Former Obama White House advisor Seth Andrew arrested, accused of stealing from charter school he founded

Dan Mangan, CNBC

Seth Andrew, who served as an education advisor in the Obama White House, was arrested Tuesday morning on charges of scheming to steal $218,005 from a public charter school network that he founded, federal authorities said. Andrew, 42, was busted in New York City, where he and his wife, CBS News anchor Lana Zak, have a residence valued at more than $2 million.

The founder of Democracy Prep Public Schools is accused of using more than half of the allegedly stolen money from that network to maintain a bank account minimum that gave him a more favorable interest rate for a mortgage on his and Zak’s Manhattan residence. Zak was not charged in the case.

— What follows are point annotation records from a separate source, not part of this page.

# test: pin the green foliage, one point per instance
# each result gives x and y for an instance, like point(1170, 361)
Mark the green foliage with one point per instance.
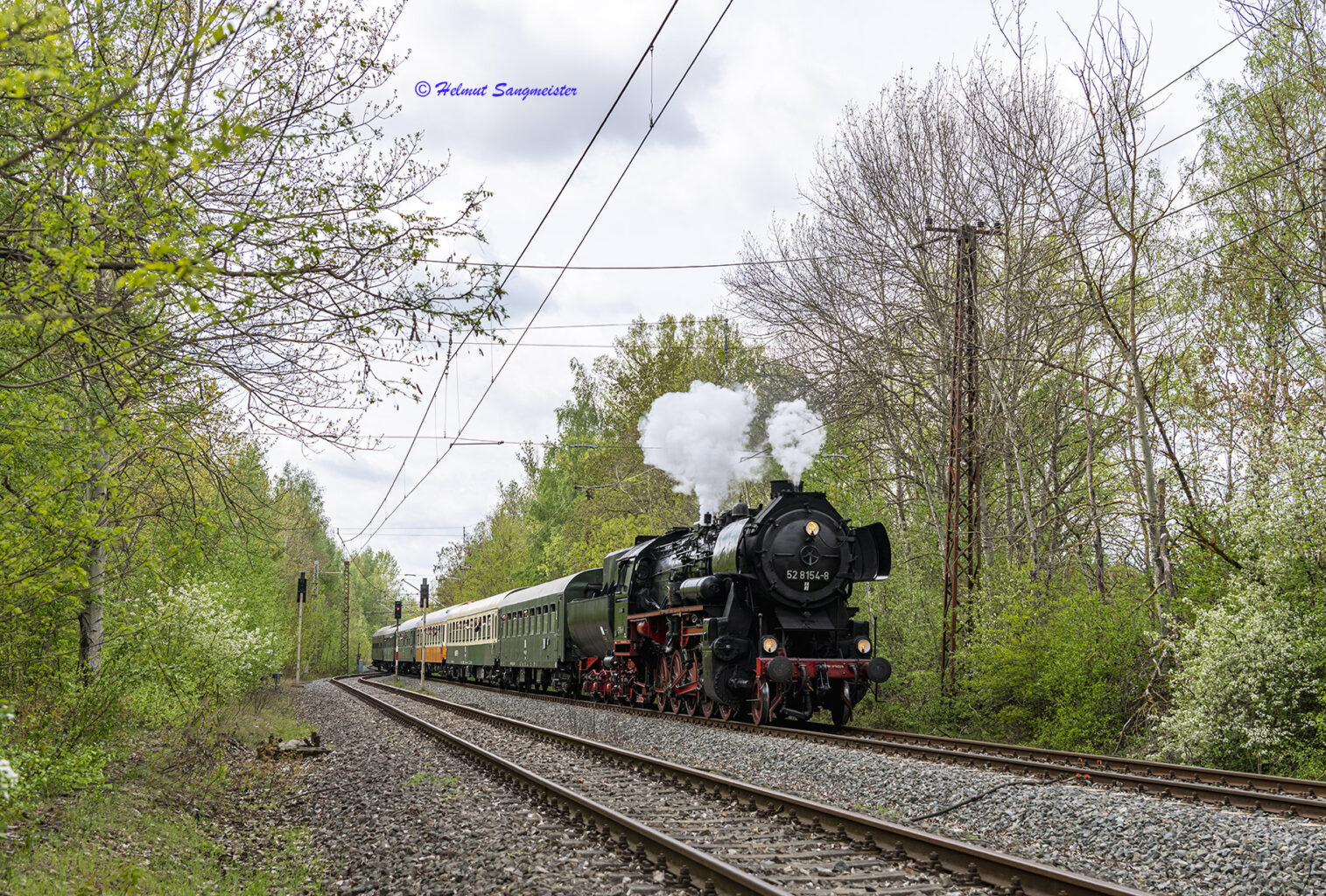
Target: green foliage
point(592, 492)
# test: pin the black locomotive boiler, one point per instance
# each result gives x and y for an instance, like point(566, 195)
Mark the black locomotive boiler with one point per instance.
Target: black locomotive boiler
point(743, 614)
point(746, 612)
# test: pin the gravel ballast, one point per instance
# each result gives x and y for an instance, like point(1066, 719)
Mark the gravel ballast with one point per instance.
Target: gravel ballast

Prosecutors said Andrew in 2019 — more than two years after severing ties with Democracy Prep — looted a series of escrow accounts he had previously set up for individual schools within Democracy Prep’s network, and then used their funds to open a business account in the name of one of the schools at a bank.

A private school in Miami, citing false claims, bars vaccinated teachers from contact with students

Patricia Mazzei, New York Times

A private school in the fashionable Design District of Miami sent its faculty and staff a letter last week about getting vaccinated against Covid-19. But unlike institutions that have encouraged and even facilitated vaccination for teachers, the school, Centner Academy, did the opposite: One of its co-founders, Leila Centner, informed employees “with a very heavy heart” that if they chose to get a shot, they would have to stay away from students. In an example of how misinformation threatens the nation’s effort to vaccinate enough Americans to get the coronavirus under control, Ms. Centner, who has frequently shared anti-vaccine posts on Facebook, claimed in the letter that “reports have surfaced recently of non-vaccinated people being negatively impacted by interacting with people who have been vaccinated.”

 

Other News of Note

Mary Beth Tinker on Her Landmark Student Speech Victory Central in New SCOTUS Case — And Why Today’s Youth Activism is as Vital as Ever

Mark Keierleber, The 74

Mary Beth Tinker was just 13 years old when she wore a black armband to school and changed America. As the Vietnam War grew increasingly controversial in the late 1960s, she and several other students from Des Moines, Iowa, wore armbands to class in a plea for peace despite a new school policy that sought to stifle their activism. Suspended for disobeying school orders, her silent protest eventually found its way before the U.S. Supreme Court, where the justices released a landmark 1969 opinion protecting the First Amendment rights of students in public schools. In Tinker v. Des Moines Independent Community School District, the court found that students do not “shed their constitutional rights to freedom of speech or expression at the schoolhouse gate,” and that educators “may not silence student expression just because they dislike it.” But on-campus speech does have its limits, the court found, and educators can punish students for comments that cause a “substantial disruption” to student learning — a threshold known today as the “Tinker standard.”